Feb 25, 1932 - TOONTOWN SCANDALS. Former Australian prizefighter Pat Sullivan was the producer of the Felix the Cat cartoons, the first true animation star. Although animator Otto Mesmer actually created him, Sullivan's name is the only one on the titles. Felix was one of the top film stars of the 1920s. Lindbergh supposedly had a Felix doll with him in the Spirit of St. Louis and his body shape was the prototype of Mickey Mouse and dozens of other characters. While Mesmer quietly drew pictures, Sullivan lived the fast life of a roaring twenties celebrity. Mrs. Marjorie Sullivan had been having an affair with her chauffeur. After a nasty scene when husband confronted wife and the chauffeur fled, Mrs. Sullivan mysteriously fell out of her window to her death. The scandal was front page news and Sullivan never got over it. He drank himself to death, which during Prohibition wasn’t an easy thing to do. Sullivan's death and his failure to get Felix into sound cartoons doomed his studio. Otto Mesmer went on to animate the first Broadway light signs but did not receive any recognition for his contributions to animation until he was re-introduced to the public at a Bob Clampett night at the Museum of Modern Art in 1975.
Feb 26, 1991- At a meeting in Switzerland, Tim Berners-Lee introduces the first Web Browser.
Feb 27, 1991 - The Mitchell Brothers were tops in the pornography business, producing blockbusters like Behind the Green Door and running the O’ Farrell Theater in San Francisco. This day after doing a lot of drugs, Jim Mitchell shot his brother Arnie to death with a rifle. The Mitchell Brothers Court case marked the first use of 3D computer animation as a scenario tool.
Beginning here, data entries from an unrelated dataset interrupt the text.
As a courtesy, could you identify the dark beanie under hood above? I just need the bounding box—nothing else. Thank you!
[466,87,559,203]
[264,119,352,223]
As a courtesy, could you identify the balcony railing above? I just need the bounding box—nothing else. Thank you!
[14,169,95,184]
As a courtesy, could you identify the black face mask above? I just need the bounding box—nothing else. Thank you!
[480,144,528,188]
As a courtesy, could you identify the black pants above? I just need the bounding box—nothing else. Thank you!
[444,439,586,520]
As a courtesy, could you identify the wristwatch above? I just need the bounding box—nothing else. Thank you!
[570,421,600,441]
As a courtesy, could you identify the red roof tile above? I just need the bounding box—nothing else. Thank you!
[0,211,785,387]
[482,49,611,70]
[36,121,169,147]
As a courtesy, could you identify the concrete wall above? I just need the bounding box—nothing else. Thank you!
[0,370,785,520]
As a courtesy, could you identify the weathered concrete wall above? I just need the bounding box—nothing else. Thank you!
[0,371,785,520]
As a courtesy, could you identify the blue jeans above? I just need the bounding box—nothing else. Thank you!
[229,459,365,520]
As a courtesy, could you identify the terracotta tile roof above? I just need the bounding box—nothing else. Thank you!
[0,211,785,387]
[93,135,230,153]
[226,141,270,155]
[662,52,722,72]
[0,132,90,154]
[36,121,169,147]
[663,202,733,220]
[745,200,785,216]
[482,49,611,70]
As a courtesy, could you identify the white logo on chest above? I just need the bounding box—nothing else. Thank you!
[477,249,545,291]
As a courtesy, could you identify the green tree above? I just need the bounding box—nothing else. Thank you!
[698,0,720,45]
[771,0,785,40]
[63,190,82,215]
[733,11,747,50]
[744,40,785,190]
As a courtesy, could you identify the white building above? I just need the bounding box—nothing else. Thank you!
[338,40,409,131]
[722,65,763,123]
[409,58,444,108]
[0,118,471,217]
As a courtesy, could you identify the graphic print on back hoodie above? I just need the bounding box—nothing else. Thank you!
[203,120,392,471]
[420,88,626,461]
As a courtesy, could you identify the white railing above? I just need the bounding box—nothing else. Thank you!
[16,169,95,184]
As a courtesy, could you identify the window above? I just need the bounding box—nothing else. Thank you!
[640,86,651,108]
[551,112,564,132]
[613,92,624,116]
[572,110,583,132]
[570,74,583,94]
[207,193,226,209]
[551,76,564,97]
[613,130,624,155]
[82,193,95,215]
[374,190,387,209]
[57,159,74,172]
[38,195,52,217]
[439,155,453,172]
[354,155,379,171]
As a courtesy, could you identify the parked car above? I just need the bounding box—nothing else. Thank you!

Feb 28, 1953-Chuck Jones’s short cartoon “Duck-Amuck” debuts - called by Steven Speilberg the Citizen Kane of Animation.
February Birthdays: George Pal, Nathan Lane, Thurl Ravenscroft, H.R. Giger, Marty Sklar, Frank Frazetta, Seth Green, Matt Groening, Faith Hubley, Gahan Wilson, Paul Terry, Simon Pegg, Joe Oriolo, Edward Gorey, Tex Avery, Mister Magoo.